演奏会レポート【14】 50余年、阪急少年音楽隊のサウンドを受け継いで
■レポーター: 「We Love Brass」編集部
■演奏会: 早稲田摂陵高等学校ウィンドバンド 第51回定期演奏会
平成22年2月13日(土)[夜の部] ザ・シンフォニーホール(大阪府大阪市)
 
  去る2月13日、早稲田摂陵高等学校ウィンドバンドの第51回定期演奏会に行ってきました。阪急少年音楽隊から阪急商業学園、向陽台高等学校ウィンドバンド、そして早稲田摂陵高等学校ウィンドバンドと、50余年の歴史を受け継ぐ定期演奏会とあって、会場は学生はもちろんのこと、長年このサウンドを楽しみに来られている多くのファンで埋め尽くされていました。

  第1部フォーマルステージは、演奏会の幕開けにふさわしく若々しく弾むサウンドでスタート。「ジュビリー・オーバーチュア」「シャイン・アズ・ザ・ライト」と華やかな曲が続き、今日はどんなステージで私達を楽しませてくれるのか、
期待を誘うオープニングでした。変わって3曲目は「アルチュニアンのトランペット協奏曲」。民族色と哀愁を帯びた音色、そして切々と歌うようなトランペット独奏(大阪フィルハーモニー交響楽団秋月氏による)に聴き入ってしまいました。そして第1部最後の「バレエ組曲『ガイーヌ』」は、ドラマティックで華やかなサウンド。さまざまな音の表情を楽しませてくれる第1ステージでした。

  第2部ゲストステージは、阪急少年音楽隊・阪急商業学園・向陽台高等学校吹奏楽コースの卒業生合同バンドによる演奏。演奏者の数も倍ほど(80人以上?)に増え、華々しく迫力あるオープニングファンファーレに圧巻! クラシックでもなじみの深い「喜歌劇『軽騎兵』序曲」や「ラデツキー行進曲」を聴かせてくれました。
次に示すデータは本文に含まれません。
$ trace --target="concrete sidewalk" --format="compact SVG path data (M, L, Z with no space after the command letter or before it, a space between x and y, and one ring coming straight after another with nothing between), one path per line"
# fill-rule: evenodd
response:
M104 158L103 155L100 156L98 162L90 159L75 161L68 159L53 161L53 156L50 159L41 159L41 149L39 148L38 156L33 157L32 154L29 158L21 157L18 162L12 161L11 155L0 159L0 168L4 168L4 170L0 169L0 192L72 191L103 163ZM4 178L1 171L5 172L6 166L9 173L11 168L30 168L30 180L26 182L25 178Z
さまざまな年代の奏者で構成されたバンドの音色は深みがあり妙技にあふれ、取分けロマンスグレーな紳士のピッコロに耳も目も引き寄せられてしまいました。この合同バンドの堂々たる演奏からは、伝統を継いできた層の厚さや、音楽を、そしてバンドを愛するスピリットが熱く伝わってくるようでした。「ラデツキー行進曲」では西出先生が観客席に向かって指揮を振られ、私たちもその演奏に手拍子で参加。会場は温かい雰囲気に包まれました
  第3部カジュアルステージは、指揮者の川口先生がなんと観客席の真ん中から登場。早稲田摂陵高等学校ウィンドバンドの生徒たちも観客席の間を歩きながら演奏をスタートするという、サプライズな演出で始まりました。衣装もマーチング用に変わり、一層凛々しく見えました。
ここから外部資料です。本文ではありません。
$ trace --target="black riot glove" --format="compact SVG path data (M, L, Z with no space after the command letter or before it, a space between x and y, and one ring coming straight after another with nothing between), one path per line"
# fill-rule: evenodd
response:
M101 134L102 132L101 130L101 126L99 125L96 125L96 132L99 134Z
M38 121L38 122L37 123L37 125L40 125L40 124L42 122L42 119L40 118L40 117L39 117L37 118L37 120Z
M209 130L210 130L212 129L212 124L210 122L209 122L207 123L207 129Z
  今年のマーチアルバムは応援歌“ジャパニーズ・ファイトソング”! 「阪急ブレーブス応援歌」や早稲田大学応援部で使用されている「コンバットマーチ」など普段ステージでゆっくり聴くことのない応援歌をメドレーで披露してくれました。元気な演奏に歌声やエールも加わって、このステージのメッセージ通り「元気のプレゼント」をたくさんもらいました。
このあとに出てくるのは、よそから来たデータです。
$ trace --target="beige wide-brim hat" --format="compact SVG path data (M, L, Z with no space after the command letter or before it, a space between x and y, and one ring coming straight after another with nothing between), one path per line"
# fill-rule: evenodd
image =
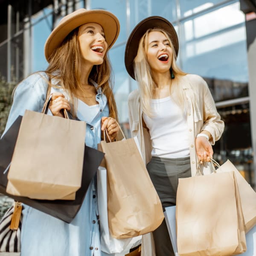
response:
M81 9L63 17L52 30L44 45L44 55L49 61L51 55L58 47L65 38L75 29L86 23L100 25L106 37L108 49L117 38L120 24L117 18L112 13L105 10L87 10Z
M135 79L134 61L137 55L139 43L141 38L149 29L159 28L168 34L173 45L176 56L179 51L179 41L175 29L167 20L160 16L148 17L140 22L131 32L126 43L125 53L125 64L128 73Z

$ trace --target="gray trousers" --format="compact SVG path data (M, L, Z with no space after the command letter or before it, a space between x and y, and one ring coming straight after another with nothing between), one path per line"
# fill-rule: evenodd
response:
M190 157L152 157L147 165L147 169L161 201L163 210L165 210L166 207L175 205L179 178L191 177ZM174 256L164 219L153 232L153 236L156 256Z

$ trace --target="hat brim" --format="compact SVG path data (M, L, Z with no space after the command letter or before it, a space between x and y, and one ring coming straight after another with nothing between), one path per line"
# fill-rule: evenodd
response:
M126 43L125 64L130 76L135 79L134 60L137 55L139 43L143 35L149 29L160 28L164 30L170 36L175 49L176 56L179 51L178 37L174 26L167 20L160 16L151 16L139 23L131 32Z
M54 50L61 45L71 31L86 23L97 23L100 25L104 31L108 49L111 48L117 39L120 30L117 18L104 10L84 9L64 22L61 21L52 30L44 46L44 55L47 60L49 61Z

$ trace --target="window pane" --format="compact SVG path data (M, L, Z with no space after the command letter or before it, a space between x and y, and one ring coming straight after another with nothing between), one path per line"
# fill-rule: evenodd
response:
M170 21L177 20L175 1L131 0L130 8L131 30L140 21L150 16L160 16Z
M179 42L183 69L204 77L247 82L244 21L236 3L182 22Z
M51 8L45 8L44 12L39 12L35 15L35 18L39 20L52 12ZM33 18L32 23L35 23ZM44 57L44 44L51 32L52 15L51 15L43 18L32 27L32 71L46 69L48 64Z
M182 17L187 17L223 2L223 0L180 0L180 15Z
  続いて「ミュージカル『ミー&マイガール』」。トランペットとフルートのソロの掛け合いは、まるで恋人同士が会話をしているような優しさ溢れる演奏。井上先生の指揮もまるで歌っているようで、ミュージカルのさまざまな場面が感情豊かに表現されていました。メドレーなのでさまざまな曲調が混在していましたが、リズムの変化や音色などの切り替えが本当に鮮やかでした。
  最後は「ミュージカル『サウンド・オブ・ミュージック』」を早稲田摂陵高等学校ウィンドバンド・オリジナルバージョンで。和声の美しいテーマ曲や「エーデルワイス」などの名曲を、随所に歌や各楽器セクションの見せ場を設けながら聴かせてくれました。おなじみのナンバー「ドレミの歌」では、ハンドベルのようにチャイムを1本ずつ外して演奏。さまざまなパフォーマンスで目と耳を存分に楽しませてくれる、本当に素晴らしいエンターテイメントでした!

  その後のアンコールでは、伝統あるステージマーチングを披露。限られた舞台の大きさにも関わらず、「こここそ本領」と言わんばかりの圧巻のステージを見せてくれました。キリリとした立ち居振る舞いに美しい行進、華やかな技、磨かれたパフォーマンスと演奏から目が離せません!生徒さんたちの本当にきらきらとした姿や笑顔は観客をハッピーにしてくれました。
 そして指揮者の先生方と卒業する3年生へ花束が贈られ、そのまま卒業のセレモニーが行われました。西出先生から、早稲田摂陵高等学校吹奏楽コースの1期生として確かな基盤を築き上げてきたことを称えられ、ステージ上で3年生21名の名前が一人ずつ呼び上げられました。3年生の皆さんの表情は晴れ晴れとしていて、充実感と誇りに満ち溢れていました。ラストは早稲田摂陵高等学校ウィンドバンド1、2年生による「ほたるの光」「今日の日はさようなら」などの卒業式メドレーで、3年生を温かく送り出しました。その光景に私たちも思わず涙が☆☆

本当に盛りだくさんな内容で、豊かなサウンドと華麗なパフォーマンスの数々を見せていただきました。また、音楽による人とのつながりや吹奏楽の楽しさを共感させていただけたことを幸せに感じます。